Still, I finally decided to postpone the purchase of a hat until later in the year, as temperatures outside were already around 30 C, and the need for a warm hat seemed not that urgent.

Soon afterwards, I came to the stand of a knife-seller.

The Uyghurs are famous for their hand-made knives all across Central Asia, and it is true that the knives he sold were all very beautiful and reasonably priced. Unfortunately, it's almost impossible to bring them out of China, as carrying a knife in your luggage as well as sending it by post is forbidden by law. 

Shortly afterwards, I met another knife-grinder. Unlike with the two dudes on the cattle market in the morning, his grinding stone was powered by the engine of his motorcycle (also note the protective glasses - this guy was evidently a master of his trade).

The bazar was a place where one could buy many things. Apart from the usual spices, shoes and clothes, a huge choice of perfumed toilet paper was on offer, as well as good Paknur fridges from Pakistan.


Finally, I called it a day and went home to the place I had rented in the old city. On the way, I met these two girls, who were teaching their little sister how to walk:

Thursday, 6 June 2013


Four days after trying to cross the Tian Shan mountains for the first time, I tried it again. This time, the bus was full of tough Russian women who were active in the cross-border trade between China and Kazakhstan, and everything went well. When we had finally managed to cross the frontier (after at least a dozen checks by Kazakh and Chinese border police), we celebrated our success in a Chinese restaurant:

Having arrived the next morning in Urumqi, I right away took another bus to Kashgar, as I wanted to be in time for Kashgar's famous Sunday market.

After a bumpy ride along the Western fringes of the Taklamakan, we got to Kashgar on Friday morning, just in time for the big Friday prayer.


While the prayer was going on, the side streets around Kashgar's central mosque were full of heavily armored riot police, a testimony to the considerable tensions between the native Muslim Uyghurs and the Han Chinese who are settling in ever greater numbers in China's westernmost province of Xinjiang.

After the prayer, the narrow streets were crowded with men coming out of the city's many mosques.

Kashgar's old centre still has a very distinctive silk road feel. The busy streets smell of dust, spices and charcoal fires.

Walking along, one can see Uyguhr craftsman chiselling away, traders offering their goods, watermelons being cut and food being prepared, while old men meditatively strike their beards, observing the hustle and bustle.


In a side street, a man in a shop full of strange bottles, flask and decanters was selecting a number of wiggeling scorpions into a bowl, for a special client.

Around the corner, another man was selling small bottles full of a magic potion, whose beneficial properties were discussed by interested passers-by.

On the dimly-lit gold bazar, women in colourful veils examined rings, chains and other golden ornaments.

Already during the times of Marco Polo, tea bricks were used both as a way to store tea and as currency along the silk road.
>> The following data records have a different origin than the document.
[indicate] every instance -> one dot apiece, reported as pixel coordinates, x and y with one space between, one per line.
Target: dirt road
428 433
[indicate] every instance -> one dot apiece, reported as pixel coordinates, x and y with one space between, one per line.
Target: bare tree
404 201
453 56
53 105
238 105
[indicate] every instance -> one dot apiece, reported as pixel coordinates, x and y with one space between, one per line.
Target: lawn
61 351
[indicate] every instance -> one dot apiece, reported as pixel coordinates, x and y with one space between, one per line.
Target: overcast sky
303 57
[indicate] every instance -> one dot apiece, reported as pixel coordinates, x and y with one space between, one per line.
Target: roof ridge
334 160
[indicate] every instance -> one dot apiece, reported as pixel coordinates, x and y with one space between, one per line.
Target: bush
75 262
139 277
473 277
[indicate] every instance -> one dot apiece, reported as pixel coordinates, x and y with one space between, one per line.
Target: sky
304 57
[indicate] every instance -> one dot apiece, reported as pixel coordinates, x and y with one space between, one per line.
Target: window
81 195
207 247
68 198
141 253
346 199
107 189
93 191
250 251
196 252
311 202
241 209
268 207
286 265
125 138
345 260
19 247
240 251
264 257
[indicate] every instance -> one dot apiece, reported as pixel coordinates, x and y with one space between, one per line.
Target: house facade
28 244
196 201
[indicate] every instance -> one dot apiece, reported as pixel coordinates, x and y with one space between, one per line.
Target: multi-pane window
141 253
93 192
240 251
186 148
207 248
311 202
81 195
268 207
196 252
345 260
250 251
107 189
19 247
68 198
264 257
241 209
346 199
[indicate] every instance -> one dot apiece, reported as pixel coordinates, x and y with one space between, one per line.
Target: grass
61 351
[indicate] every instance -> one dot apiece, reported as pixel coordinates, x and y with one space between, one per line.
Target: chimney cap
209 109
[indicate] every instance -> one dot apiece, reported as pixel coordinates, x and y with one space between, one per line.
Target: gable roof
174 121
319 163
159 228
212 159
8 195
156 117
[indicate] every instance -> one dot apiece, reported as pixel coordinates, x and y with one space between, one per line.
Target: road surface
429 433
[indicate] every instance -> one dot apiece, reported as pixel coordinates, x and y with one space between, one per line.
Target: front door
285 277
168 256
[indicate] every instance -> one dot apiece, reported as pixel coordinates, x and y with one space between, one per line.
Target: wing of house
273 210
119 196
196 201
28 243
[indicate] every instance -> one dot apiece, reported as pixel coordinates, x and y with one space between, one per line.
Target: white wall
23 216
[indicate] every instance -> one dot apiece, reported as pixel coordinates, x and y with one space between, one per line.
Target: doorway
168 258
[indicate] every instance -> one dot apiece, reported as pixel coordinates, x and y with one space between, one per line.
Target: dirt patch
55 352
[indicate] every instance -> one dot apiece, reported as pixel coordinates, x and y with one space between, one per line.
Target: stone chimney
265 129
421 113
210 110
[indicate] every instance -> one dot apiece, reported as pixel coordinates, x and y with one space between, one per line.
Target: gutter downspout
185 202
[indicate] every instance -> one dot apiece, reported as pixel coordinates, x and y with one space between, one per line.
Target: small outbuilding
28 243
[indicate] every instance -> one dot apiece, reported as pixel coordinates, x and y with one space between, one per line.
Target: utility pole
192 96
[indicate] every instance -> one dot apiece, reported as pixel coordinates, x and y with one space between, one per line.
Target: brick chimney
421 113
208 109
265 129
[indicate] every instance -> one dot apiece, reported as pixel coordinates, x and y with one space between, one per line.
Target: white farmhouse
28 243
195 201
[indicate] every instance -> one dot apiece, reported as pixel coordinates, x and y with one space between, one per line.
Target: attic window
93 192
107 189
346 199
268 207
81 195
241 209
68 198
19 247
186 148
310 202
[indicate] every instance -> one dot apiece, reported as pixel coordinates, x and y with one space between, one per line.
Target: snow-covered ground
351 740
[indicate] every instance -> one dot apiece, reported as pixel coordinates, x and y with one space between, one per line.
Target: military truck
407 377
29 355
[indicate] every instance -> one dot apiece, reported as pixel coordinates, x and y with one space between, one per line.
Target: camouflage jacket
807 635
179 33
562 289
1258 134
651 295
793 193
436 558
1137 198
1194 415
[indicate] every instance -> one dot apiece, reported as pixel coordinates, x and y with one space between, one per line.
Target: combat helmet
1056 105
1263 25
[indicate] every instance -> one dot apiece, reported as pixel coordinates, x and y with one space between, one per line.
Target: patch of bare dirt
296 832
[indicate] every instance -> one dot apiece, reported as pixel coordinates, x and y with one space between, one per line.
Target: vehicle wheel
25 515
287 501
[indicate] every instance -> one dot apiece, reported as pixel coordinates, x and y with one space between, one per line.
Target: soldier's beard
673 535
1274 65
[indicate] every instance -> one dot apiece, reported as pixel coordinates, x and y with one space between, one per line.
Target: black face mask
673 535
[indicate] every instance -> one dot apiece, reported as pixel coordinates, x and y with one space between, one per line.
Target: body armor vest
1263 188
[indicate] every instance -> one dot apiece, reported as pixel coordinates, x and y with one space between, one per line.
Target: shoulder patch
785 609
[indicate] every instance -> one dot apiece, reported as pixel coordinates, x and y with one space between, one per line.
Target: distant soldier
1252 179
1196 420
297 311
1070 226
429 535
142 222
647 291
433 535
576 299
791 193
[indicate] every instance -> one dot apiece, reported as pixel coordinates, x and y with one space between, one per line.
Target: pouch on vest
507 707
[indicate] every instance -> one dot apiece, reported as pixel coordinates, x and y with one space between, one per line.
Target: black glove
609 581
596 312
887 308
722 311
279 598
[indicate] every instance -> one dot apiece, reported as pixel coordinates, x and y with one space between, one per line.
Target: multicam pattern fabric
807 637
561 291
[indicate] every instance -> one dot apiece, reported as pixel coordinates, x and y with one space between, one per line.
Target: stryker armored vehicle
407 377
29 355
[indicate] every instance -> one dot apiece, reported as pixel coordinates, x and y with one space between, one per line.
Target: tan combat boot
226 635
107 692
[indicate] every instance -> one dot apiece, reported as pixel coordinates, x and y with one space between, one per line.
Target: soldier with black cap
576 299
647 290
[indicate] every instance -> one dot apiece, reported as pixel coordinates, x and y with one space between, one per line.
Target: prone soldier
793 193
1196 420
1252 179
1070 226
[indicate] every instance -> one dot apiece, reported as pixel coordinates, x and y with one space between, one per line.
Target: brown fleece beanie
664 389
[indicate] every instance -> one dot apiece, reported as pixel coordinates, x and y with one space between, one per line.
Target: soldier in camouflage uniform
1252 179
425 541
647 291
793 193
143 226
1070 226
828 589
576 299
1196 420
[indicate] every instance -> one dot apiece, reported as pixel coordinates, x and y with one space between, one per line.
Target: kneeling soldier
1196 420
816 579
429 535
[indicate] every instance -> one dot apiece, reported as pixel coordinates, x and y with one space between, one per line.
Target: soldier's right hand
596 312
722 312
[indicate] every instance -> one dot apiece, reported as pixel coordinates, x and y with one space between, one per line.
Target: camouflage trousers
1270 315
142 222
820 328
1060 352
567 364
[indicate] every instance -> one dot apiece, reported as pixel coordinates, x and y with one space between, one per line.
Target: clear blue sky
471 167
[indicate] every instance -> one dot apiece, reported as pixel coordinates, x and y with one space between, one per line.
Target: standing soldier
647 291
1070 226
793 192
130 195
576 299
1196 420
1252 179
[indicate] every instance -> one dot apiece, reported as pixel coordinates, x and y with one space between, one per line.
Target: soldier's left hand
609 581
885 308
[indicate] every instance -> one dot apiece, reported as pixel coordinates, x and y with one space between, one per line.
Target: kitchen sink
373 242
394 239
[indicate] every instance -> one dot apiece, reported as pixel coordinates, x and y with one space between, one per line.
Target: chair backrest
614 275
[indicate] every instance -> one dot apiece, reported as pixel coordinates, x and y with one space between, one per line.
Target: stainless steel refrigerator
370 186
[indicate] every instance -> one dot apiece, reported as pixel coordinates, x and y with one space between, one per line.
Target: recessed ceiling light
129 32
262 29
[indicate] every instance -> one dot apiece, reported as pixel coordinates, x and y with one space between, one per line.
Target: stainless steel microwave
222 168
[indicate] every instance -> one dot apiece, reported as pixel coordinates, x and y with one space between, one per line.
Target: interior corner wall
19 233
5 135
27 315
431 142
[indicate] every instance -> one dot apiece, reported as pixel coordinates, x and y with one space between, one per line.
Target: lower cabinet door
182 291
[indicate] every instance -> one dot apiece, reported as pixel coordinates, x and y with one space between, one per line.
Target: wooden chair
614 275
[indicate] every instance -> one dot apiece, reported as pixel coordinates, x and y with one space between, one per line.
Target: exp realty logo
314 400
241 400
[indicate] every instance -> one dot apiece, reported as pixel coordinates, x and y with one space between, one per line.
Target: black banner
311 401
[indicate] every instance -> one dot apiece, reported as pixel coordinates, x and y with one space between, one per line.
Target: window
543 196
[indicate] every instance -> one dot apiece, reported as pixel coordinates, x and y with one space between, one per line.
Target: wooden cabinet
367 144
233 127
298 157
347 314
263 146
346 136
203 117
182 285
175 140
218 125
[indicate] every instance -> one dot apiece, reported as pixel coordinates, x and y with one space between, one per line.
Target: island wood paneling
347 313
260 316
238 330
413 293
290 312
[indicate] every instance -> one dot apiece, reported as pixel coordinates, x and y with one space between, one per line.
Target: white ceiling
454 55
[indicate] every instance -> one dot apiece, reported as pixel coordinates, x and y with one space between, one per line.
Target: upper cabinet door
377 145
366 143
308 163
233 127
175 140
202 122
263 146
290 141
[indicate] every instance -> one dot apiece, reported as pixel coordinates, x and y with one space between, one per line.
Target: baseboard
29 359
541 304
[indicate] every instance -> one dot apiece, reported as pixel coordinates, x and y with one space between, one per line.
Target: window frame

They can still be bought today in Kashgar's narrow streets.

Unfortunately, Kashgar's old town centre is getting smaller every year, as a sea of Chinese urbanity is slowly encroaching upon the old city's mud-built structures.

Many buildings in the old town are no longer inhabited, and are slowly crumbling away.

Critics say that the decay is deliberate, as the government tries to resettle the unruly Uyghurs out of their old city centre into new appartment blocks around the city, where they will be easier to control. However, the government argues that re-settlement is due to most of the old mud-brick buildings being unsafe in the case of earthquakes. In defense of the government, one has to say that there is also a lot of reconstruction work going on, with buildings being re-build and restored in a way that tries to safeguard traditional architectural styles.


Still, there is probably a risk that after being restored, these new buildings will host souvenir shops for the ever growing numbers of Chinese tourists, rather than the scorpion and magic potion sellers that lived in these streets before.